For more tails about Python SDK Interface, please refer to Java SDK Procedure API.

Java SDK

With Interactive Java SDK Installed, you could easily create the stored procedure via the following code.

import com.alibaba.graphscope.interactive.client.Driver;
import com.alibaba.graphscope.interactive.client.Session;
import com.alibaba.graphscope.interactive.models.*;
import com.alibaba.graphscope.interactive.client.common.Result;

import java.nio.file.Files;
import java.nio.file.Paths;
import java.io.IOException;
import java.net.URISyntaxException;

import org.junit.jupiter.api.Test;

public class CreateProcedureTest{
    public static void createProcedure(Session sess, String graphId) {
        CreateProcedureRequest procedure = new CreateProcedureRequest();
        procedure.setName("count_vertices");
        procedure.setDescription("Count vertices for the specified vertex label name");
        String appFilePath = "/path/to/count_vertices.cc"; // Please replace with the real path to count_vertices.cc
        // check file exist
        if (Files.notExists(Paths.get(appFilePath))) {
            throw new RuntimeException("sample app file not exist");
        }
        String appFileContent = "";
        try {
            appFileContent =
                    new String(
                            Files.readAllBytes(Paths.get(appFilePath)));
        } catch (IOException e) {
            e.printStackTrace();
        }
        if (appFileContent.isEmpty()) {
            throw new RuntimeException("sample app content is empty");
        }
        procedure.setQuery(appFileContent);
        procedure.setType(CreateProcedureRequest.TypeEnum.CPP);
        Result<CreateProcedureResponse> resp = sess.createProcedure(graphId, procedure);
        if (!resp.isOk()) {
            throw new RuntimeException("Fail to create procedure" + resp.getStatusMessage());
        }
    }

    public static void main(String[] args) {
        Driver driver = Driver.connect();
        Session sess = driver.session();
        createProcedure(sess, "1");
        return ;
    }
}

For more tails about Java SDK Interface, please refer to Java SDK Procedure API.

Create a Stored Procedure

First, switch to the graph where you want to create the procedure. We will use the built-in graph as an example. For instructions on creating your own graph, please refer to Use Custom Graph.
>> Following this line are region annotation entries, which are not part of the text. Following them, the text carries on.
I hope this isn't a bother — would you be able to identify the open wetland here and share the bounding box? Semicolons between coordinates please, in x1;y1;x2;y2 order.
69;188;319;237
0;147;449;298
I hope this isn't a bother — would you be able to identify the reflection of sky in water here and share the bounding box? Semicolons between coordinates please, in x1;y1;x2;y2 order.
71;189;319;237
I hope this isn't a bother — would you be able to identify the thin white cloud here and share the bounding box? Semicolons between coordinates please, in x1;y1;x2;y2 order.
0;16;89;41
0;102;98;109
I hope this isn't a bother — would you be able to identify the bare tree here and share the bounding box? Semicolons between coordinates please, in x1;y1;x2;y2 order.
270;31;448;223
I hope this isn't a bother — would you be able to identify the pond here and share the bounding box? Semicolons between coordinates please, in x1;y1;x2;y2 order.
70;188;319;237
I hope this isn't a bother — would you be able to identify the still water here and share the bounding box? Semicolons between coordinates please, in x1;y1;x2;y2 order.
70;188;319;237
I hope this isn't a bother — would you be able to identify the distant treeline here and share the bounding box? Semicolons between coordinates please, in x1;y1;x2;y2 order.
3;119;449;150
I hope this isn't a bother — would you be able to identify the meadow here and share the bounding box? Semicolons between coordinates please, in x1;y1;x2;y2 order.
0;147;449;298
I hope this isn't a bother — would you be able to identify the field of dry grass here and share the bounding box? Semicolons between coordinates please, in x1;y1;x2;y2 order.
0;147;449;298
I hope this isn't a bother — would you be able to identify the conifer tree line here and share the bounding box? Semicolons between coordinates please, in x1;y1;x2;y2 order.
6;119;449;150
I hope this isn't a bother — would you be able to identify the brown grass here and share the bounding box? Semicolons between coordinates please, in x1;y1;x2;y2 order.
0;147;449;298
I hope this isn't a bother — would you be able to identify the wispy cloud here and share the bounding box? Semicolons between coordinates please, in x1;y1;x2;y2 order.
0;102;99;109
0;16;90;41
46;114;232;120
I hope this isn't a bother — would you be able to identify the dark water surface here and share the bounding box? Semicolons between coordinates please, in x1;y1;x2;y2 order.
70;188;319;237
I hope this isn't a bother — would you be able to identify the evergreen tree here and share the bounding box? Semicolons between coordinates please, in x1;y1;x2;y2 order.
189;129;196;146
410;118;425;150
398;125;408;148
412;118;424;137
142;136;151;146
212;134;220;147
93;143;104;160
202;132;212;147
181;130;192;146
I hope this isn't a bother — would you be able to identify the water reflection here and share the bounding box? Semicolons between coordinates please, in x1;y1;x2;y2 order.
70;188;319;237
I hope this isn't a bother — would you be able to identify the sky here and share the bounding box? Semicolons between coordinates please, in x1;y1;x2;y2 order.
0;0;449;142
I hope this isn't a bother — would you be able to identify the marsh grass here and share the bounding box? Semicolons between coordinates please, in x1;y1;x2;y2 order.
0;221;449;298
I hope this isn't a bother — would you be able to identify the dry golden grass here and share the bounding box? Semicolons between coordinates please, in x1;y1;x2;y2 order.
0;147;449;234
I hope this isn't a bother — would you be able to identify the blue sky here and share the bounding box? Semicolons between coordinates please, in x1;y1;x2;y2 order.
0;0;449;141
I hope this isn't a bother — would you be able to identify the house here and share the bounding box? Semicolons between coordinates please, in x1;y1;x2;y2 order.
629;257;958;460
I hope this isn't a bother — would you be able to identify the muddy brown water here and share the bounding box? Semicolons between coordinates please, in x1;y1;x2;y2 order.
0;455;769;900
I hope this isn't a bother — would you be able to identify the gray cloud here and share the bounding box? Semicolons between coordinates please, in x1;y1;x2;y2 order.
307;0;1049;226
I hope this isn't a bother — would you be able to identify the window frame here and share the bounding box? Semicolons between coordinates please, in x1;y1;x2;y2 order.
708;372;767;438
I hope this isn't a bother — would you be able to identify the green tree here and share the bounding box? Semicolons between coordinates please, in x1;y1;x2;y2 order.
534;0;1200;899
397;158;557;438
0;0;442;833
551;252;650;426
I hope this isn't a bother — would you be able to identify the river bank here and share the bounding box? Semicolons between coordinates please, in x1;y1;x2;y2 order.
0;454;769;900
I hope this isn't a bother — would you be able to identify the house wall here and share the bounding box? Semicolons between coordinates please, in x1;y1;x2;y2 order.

gsctl use GRAPH gs_interactive_default_graph 

Then create the procedure with gsctl:

gsctl create storedproc -f ./procedure.yaml

This will initiate the compilation process to convert C++ code into a dynamic library, which may take a few seconds. After compilation, it is necessary to restart the service to activate the stored procedures.

gsctl service restart

Graph Database Engine

Interactive follow the design of Transaction, user should either make use of ReadTransaction, InsertTraction or UpdateTransaction.

We recommend you to read though the code of GraphDB for more detail, if you want to write a stored procedure with best performance. If you encounter any problems, feel free to contact us by submit issue or create discussions.

Query Input and Output

Interactive natively support two kind of protocols for param encoding and result decoding, Encoder/Decoder and CypherApp.

Encoder/Decoder

Encoder/Decoder based method provides the best performance. The serialization/deserialization could be customized by the user. In this serialization protocol, User need to take care of the param encoding and decoding himself. For example, the example procedure above count_vertices.cc use Encoder/Decoder to encode the input and decode the output.

Here is an example of how to query the count_vertices procedure using Interactive Java SDK and Python SDK. Please note that you need to switch to the graph with ID “1” in order to make the procedure callable.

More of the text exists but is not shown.